Solution: I prescribed an antifungal drug, fluconazole (Diflucan), to treat her yeast problem...asked Alexis to stop eating foods to which she was allergic (dairy and wheat) for a period of three months...and recommended that she take probiotic supplements, "good" bacteria to normalize her gut, as well as zinc to help activate enzymes in her digestive system.

I advised Alexis to consume extra fiber as well as fish oil and turmeric to reduce gut inflammation, and vitamin B-6, magnesium and a traditional Chinese herbal formula to balance her estrogen and progesterone levels (which are greatly affected by abnormal gut bacteria).

When Alexis returned two months later, her IBS symptoms had been eliminated, and she had lost 20 pounds. She looked and said she felt 10 years younger.

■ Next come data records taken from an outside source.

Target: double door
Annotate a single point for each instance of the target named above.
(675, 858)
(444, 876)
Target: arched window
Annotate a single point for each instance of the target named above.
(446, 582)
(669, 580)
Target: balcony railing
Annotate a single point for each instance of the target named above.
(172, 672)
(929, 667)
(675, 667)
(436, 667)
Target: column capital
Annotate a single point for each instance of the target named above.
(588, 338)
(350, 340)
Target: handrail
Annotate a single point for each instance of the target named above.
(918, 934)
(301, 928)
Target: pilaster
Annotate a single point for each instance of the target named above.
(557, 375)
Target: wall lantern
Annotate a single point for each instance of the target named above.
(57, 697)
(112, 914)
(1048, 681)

Delicious Ways to Fill Up On Healthy Omega-3s

The three major sources of omega-3 fatty acids, which reduce inflammation in the body and protect against heart disease, are flaxseed, walnuts and fatty fish, such as salmon and mackerel. Of these sources, flaxseed has the lowest number of calories ounce for ounce. Each of the following provides 1,000 mg of omega-3s—two teaspoons of ground flaxseed, which has about 25 calories... five walnut halves, with approximately 70 calories.. and two ounces of cooked salmon (wild Atlantic salmon contains about 100 calories, and farmed Atlantic salmon has about 115). To get the anti-inflammatory benefits of omega-3 fatty acids, I recommend consuming 2,000 mg of omega-3s daily—from flaxseed or other sources.

Nutty Ways to Protect Your Heart

Pecans and walnuts are high in a form of vitamin E called gamma tocopherol...almonds are high in alpha tocopherol. These powerful antioxidants help reduce risk of hardening of the arteries and heart disease. They also lower total and LDL (bad) cholesterol and raise HDL (good) cholesterol.

Best: Eat a moderate-sized handful of nuts every day.